The Conservatives are launching their own trade union movement to win over “moderate” unionists
The Conservatives are launching their own trade union movement, which will target workers unhappy with more “militant” leaders.
It might sound like an oxymoron, but Harlow MP and the party's deputy chairman Rob Halfon said the Conservative Workers and Trade Union movement was designed for right-wing trade unionists.
“There will be a voice for moderate trade unionists who feel they may have sympathy with the Conservatives,” he told The House magazine. “There will be a new website and people will be able to join.”
Halfon went on to defend the Conservatives' stance towards unions. Always somewhat frosty, it's fair to say the relationship between the two has worsened over the government's controversial Trade Union bill. Critics claim it will undermine support for workers by making it more difficult for unions to strike. Labour MP Angela Eagle blasted it earlier this week as an "attack on basic freedoms".
But Halfon insisted the Tories were “the party of trade unions”.
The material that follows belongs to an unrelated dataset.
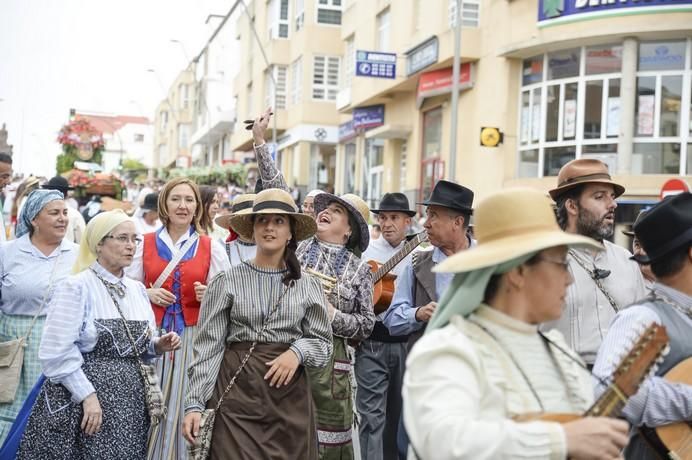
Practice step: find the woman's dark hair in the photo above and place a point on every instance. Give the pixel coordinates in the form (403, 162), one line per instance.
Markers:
(208, 194)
“It was a Conservative Prime Minister, Disraeli, who legislated to allow trade unionism. Even Margaret Thatcher said we should protect the trade unions,” he said.
“But I think that trade unionism should be for the many, not the few. And at the moment, so much of it, you see it through the – going back to prisms – the prisms of a few militant leaders who I believe don’t represent the thousands of ordinary trade union members.”
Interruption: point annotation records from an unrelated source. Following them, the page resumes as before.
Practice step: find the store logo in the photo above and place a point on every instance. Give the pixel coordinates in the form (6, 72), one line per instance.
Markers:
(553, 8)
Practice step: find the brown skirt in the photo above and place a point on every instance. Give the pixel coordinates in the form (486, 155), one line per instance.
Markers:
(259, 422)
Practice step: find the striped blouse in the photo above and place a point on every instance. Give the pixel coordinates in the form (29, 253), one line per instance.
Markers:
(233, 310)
Unsurprisingly, union leaders have been baffled by the plans.
FBU general secretary Matt Wrack told Union News it was “bizarre”.
“[The Conservatives] have stolen workers’ pensions. They are making the workplace more and more unbalanced in favour of employers. Presumably the Conservative trade unionists will be masochistically cheering this all on. It’s just weird.”
TSSA general secretary Manuel Cortes said it was “a shallow gimmick without any foundation or basis in reality”.